I haven’t written much here since leaving DFO, but I couldn’t let this one slide.
Steve Campana, a scientist with DFO for more than 30 years, retired this week to take up an academic position in Iceland. His exit speech is an encouraging piece of confirmation that I was not alone, as a DFO scientist, and that the issues I encountered weren’t just isolated to my region (Central and Arctic).
Take 20 minutes out of your day and listen to his interview on CBC’s The Current.
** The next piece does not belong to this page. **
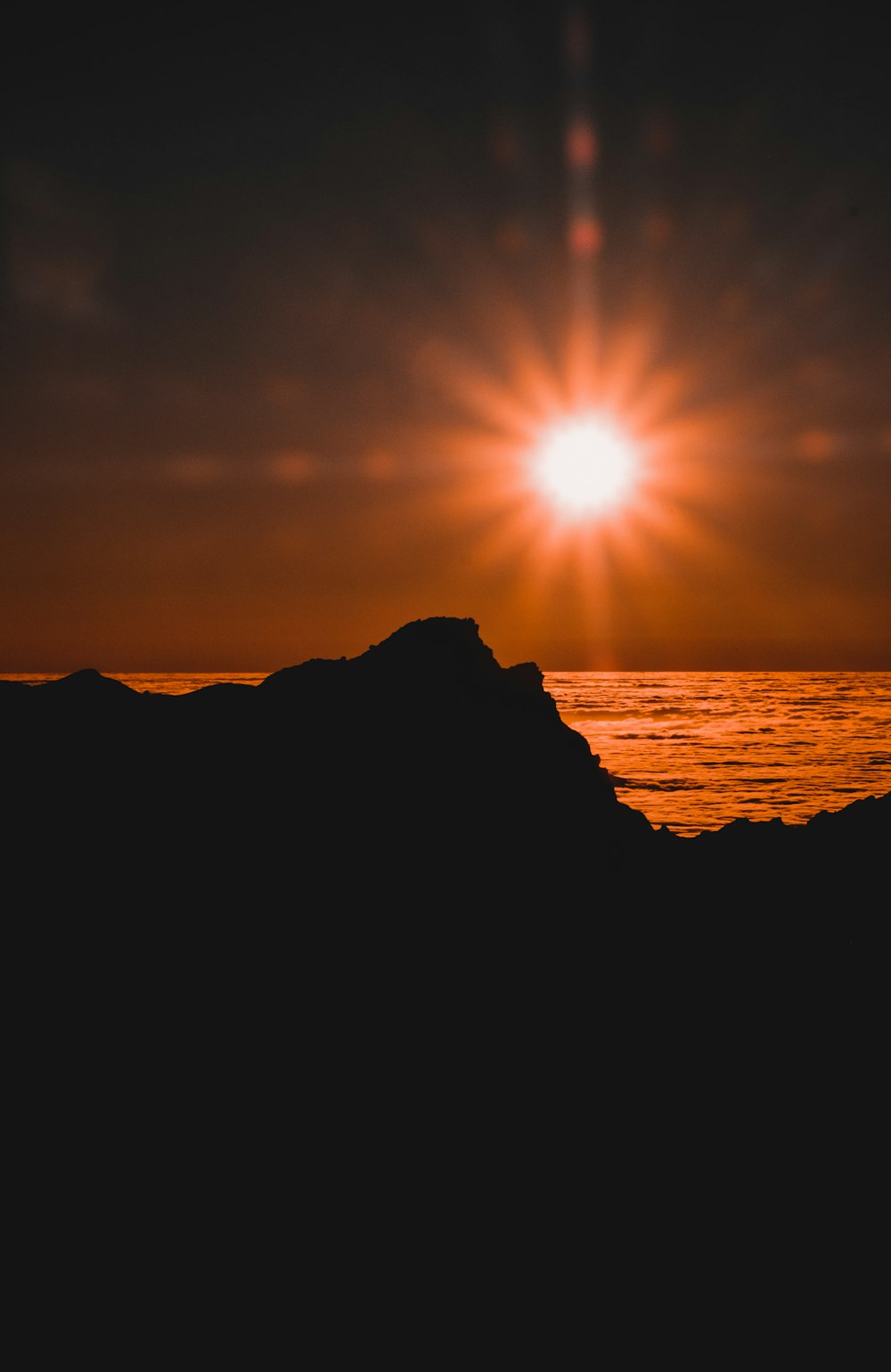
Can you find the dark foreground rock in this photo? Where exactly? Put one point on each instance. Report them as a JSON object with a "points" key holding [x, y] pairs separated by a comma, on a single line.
{"points": [[418, 778]]}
The interview is here.
I was pleased to hear that the conversation was not just about the whole muzzling issue, but it raised all the other barriers to government scientists doing their job, that I’ve outline here; limiting access to external funds, administrative barriers to travel, hiring, communications, he pretty much does a great job of summarizing everything that is wrong with the current state of affairs in DFO science, and I can’t imagine other government departments are that different.
Steve’s assessment is that government science is in a death spiral, and that to get the department (DFO in this case) back to where it was even 7 years ago is nearly impossible given what’s been put in place now. I was only there for 4 years, and with the changes I saw even during that time, I have to agree.
While I’m happy I got out when I did, and am glad to have some independent confirmation of my own experience, it’s independent confirmation of a terrible state of affairs for government science. With every added voice to this issue, it’s another loss to the department.